Adaptive Confidence Multi-View Hashing for Multimedia Retrieval
Jian Zhu, Yu Cui, Zhangmin Huang, Xingyu Li, Lei Liu, Lingfang Zeng, Li-Rong Dai
TL;DR
The paper tackles noisy, unreliable fusion in multi-view multimedia retrieval by introducing Adaptive Confidence Multi-View Hashing (ACMVH). ACMVH employs per-view confidence networks, an adaptive confidence fusion mechanism, and a dilation-based enhancer to produce robust $k$-bit hash codes, optimizing both retrieval similarity and classification signals via $L_{total} = L_{sim} + \mu L_{clf}$. On MIR-Flickr25K and NUS-WIDE, ACMVH achieves up to $3.24\%$ improvements in mean Average Precision over state-of-the-art baselines, with ablation studies confirming the critical contributions of the confidence and fusion modules. Convergence analysis shows stable training and generalization, while the work highlights practical impact in noise-robust, semantically expressive multimedia retrieval. Future work aims to sustain gains with longer hash codes and further enhance cross-view representation learning, aided by the confidence-driven fusion framework.
Abstract
The multi-view hash method converts heterogeneous data from multiple views into binary hash codes, which is one of the critical technologies in multimedia retrieval.

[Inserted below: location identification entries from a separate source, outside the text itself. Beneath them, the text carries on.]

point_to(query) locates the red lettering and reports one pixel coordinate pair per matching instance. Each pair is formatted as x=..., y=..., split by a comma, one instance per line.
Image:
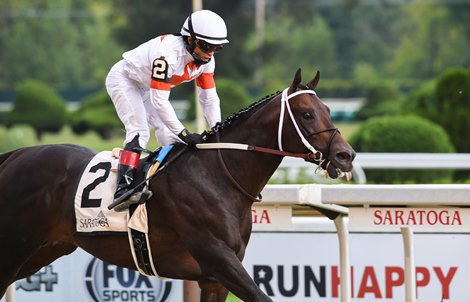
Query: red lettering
x=365, y=287
x=424, y=280
x=399, y=217
x=388, y=217
x=254, y=217
x=411, y=218
x=456, y=217
x=445, y=280
x=390, y=281
x=334, y=282
x=444, y=219
x=432, y=217
x=378, y=217
x=265, y=217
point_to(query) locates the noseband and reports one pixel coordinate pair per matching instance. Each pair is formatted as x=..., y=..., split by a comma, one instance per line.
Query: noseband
x=285, y=103
x=313, y=156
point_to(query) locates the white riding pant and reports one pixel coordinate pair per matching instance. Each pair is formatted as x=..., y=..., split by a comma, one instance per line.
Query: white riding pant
x=133, y=106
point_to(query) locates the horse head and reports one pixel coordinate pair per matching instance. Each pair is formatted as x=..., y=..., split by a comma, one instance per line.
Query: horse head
x=311, y=127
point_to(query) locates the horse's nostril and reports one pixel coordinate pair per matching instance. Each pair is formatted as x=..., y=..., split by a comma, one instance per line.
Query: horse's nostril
x=345, y=155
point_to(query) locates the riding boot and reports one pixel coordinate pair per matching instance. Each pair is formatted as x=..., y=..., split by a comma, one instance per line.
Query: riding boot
x=127, y=167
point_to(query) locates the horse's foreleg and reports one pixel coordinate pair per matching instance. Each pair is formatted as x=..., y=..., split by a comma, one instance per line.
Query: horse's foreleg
x=212, y=291
x=222, y=264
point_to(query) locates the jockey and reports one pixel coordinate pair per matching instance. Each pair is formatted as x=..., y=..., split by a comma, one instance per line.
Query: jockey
x=140, y=84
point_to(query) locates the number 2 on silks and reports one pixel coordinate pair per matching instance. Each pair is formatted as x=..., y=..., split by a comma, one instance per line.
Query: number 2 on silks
x=160, y=69
x=88, y=202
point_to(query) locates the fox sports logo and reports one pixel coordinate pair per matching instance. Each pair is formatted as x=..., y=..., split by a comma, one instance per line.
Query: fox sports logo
x=108, y=282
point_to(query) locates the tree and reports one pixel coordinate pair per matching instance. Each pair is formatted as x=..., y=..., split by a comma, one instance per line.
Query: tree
x=63, y=44
x=38, y=105
x=96, y=113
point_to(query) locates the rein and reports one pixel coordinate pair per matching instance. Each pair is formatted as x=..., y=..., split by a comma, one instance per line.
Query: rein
x=312, y=156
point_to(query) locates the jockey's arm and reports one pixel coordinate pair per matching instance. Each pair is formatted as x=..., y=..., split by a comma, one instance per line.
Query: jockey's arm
x=208, y=98
x=166, y=112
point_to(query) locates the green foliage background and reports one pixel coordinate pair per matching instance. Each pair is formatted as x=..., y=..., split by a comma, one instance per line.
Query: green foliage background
x=403, y=134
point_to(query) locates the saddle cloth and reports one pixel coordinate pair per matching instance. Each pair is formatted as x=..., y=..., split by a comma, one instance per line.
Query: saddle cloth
x=95, y=192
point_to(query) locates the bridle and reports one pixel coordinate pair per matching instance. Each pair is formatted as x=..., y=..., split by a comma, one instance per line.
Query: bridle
x=313, y=156
x=285, y=104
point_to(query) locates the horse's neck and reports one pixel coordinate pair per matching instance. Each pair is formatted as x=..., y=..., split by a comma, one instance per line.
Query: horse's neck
x=250, y=168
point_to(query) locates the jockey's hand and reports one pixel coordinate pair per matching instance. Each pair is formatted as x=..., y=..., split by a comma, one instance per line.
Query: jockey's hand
x=190, y=138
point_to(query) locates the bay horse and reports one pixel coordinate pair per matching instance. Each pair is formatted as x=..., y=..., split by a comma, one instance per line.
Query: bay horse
x=200, y=213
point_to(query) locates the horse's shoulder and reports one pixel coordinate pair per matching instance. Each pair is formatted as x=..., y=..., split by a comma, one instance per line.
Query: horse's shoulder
x=49, y=150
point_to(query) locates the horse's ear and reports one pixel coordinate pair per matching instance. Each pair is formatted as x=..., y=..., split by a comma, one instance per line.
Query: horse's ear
x=313, y=83
x=296, y=81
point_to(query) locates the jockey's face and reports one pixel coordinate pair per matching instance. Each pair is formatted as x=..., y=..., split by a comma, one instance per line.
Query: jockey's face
x=205, y=50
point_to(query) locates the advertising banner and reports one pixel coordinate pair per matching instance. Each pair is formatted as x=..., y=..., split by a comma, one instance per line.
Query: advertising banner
x=80, y=277
x=288, y=266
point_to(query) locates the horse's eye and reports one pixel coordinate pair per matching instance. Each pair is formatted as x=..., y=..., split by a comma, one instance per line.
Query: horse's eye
x=307, y=115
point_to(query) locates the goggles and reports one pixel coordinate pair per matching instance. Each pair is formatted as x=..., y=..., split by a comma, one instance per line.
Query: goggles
x=207, y=47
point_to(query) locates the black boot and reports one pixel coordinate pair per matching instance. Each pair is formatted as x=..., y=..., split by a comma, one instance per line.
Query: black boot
x=128, y=163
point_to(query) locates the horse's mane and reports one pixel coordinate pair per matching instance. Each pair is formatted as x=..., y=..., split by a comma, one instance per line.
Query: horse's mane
x=241, y=115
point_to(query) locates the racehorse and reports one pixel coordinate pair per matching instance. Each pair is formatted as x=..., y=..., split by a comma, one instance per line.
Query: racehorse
x=200, y=213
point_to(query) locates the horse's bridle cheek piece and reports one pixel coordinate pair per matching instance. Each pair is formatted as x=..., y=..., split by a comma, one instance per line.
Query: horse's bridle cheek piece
x=319, y=156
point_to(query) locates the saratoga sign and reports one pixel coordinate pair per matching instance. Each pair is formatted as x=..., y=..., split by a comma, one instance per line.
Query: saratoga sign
x=445, y=218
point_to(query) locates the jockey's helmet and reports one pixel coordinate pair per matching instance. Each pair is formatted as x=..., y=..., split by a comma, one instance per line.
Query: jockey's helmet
x=207, y=26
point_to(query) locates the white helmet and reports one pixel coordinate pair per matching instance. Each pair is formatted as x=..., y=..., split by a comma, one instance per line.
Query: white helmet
x=205, y=25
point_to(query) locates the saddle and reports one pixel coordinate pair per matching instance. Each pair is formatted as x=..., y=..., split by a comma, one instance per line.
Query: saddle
x=138, y=191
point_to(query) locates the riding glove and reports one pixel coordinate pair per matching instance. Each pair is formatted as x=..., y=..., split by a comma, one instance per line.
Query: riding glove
x=190, y=138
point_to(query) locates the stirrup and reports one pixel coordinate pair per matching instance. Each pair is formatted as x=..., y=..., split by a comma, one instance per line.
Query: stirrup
x=136, y=198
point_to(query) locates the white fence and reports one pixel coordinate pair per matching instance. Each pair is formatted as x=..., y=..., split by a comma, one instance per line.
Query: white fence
x=292, y=166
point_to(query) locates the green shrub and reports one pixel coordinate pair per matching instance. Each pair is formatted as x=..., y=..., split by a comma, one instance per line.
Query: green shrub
x=406, y=134
x=96, y=113
x=380, y=99
x=453, y=105
x=233, y=97
x=38, y=105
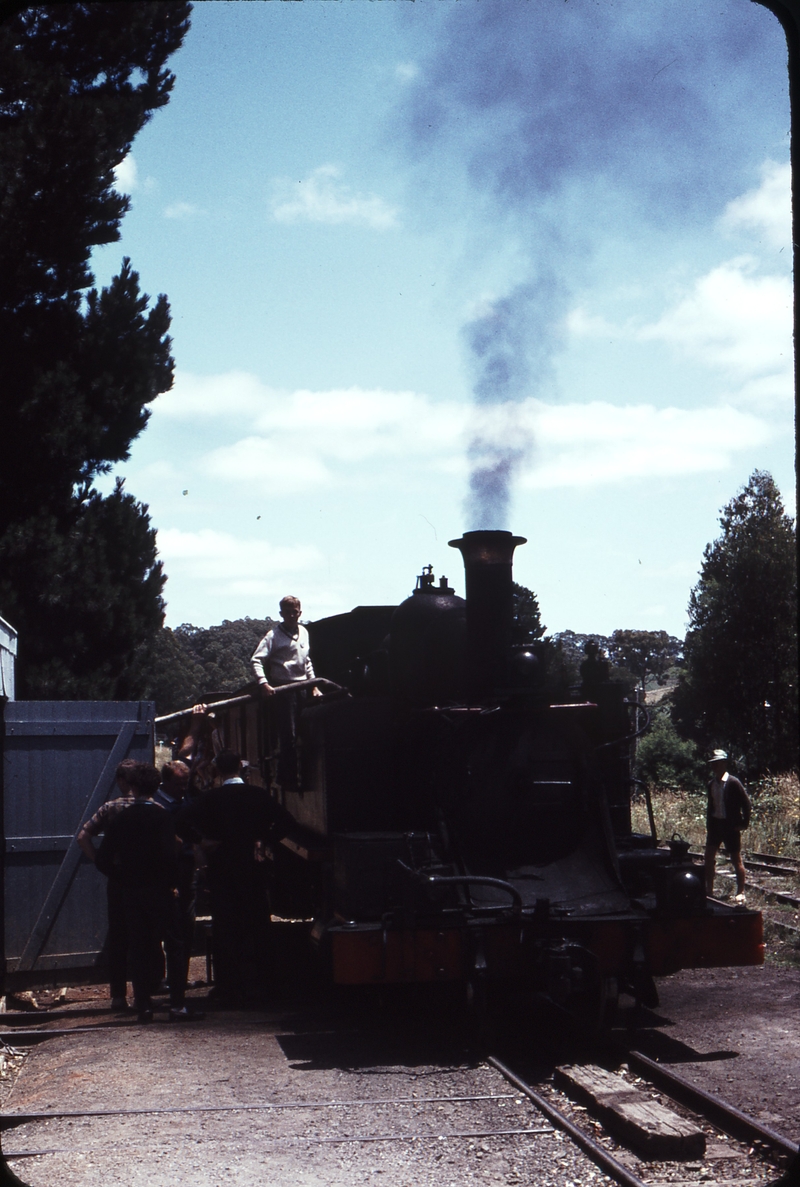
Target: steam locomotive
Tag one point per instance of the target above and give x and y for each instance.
(454, 825)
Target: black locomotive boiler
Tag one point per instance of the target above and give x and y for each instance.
(457, 826)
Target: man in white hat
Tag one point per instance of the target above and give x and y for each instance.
(729, 812)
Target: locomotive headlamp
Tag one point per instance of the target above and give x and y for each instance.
(686, 892)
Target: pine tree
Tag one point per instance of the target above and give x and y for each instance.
(740, 686)
(78, 572)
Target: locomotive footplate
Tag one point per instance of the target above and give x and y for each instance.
(522, 950)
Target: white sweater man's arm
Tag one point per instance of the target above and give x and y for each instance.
(259, 655)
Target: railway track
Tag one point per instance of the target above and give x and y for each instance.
(747, 1150)
(476, 1115)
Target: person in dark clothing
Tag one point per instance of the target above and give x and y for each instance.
(171, 794)
(139, 851)
(728, 813)
(229, 820)
(116, 943)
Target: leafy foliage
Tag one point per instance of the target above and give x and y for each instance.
(740, 689)
(183, 665)
(527, 626)
(666, 760)
(645, 651)
(80, 577)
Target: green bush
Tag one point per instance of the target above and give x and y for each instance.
(665, 760)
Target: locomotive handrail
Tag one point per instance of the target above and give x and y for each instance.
(316, 681)
(465, 880)
(629, 737)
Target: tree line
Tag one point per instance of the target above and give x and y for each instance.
(80, 575)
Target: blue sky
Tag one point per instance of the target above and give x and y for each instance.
(533, 249)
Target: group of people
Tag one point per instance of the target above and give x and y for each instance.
(159, 837)
(156, 842)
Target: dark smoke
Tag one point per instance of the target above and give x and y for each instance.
(512, 346)
(637, 106)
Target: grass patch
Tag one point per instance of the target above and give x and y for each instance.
(774, 825)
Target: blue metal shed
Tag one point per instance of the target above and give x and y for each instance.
(58, 766)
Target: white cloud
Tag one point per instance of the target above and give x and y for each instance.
(766, 210)
(181, 210)
(126, 175)
(731, 319)
(321, 197)
(220, 557)
(734, 321)
(280, 443)
(598, 443)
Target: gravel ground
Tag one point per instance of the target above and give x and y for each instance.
(243, 1059)
(734, 1032)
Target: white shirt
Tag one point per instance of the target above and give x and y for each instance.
(283, 658)
(718, 797)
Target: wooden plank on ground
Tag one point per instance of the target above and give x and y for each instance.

However, the current methods mainly explore the complementarity among multiple views while lacking confidence learning and fusion. Moreover, in practical application scenarios, the single-view data contain redundant noise. To conduct the confidence learning and eliminate unnecessary noise, we propose a novel Adaptive Confidence Multi-View Hashing (ACMVH) method. First, a confidence network is developed to extract useful information from various single-view features and remove noise information. Furthermore, an adaptive confidence multi-view network is employed to measure the confidence of each view and then fuse multi-view features through a weighted summation. Lastly, a dilation network is designed to further enhance the feature representation of the fused features. To the best of our knowledge, we pioneer the application of confidence learning into the field of multimedia retrieval. Extensive experiments on two public datasets show that the proposed ACMVH performs better than state-of-the-art methods (maximum increase of 3.24%). The source code is available at https://github.com/HackerHyper/ACMVH.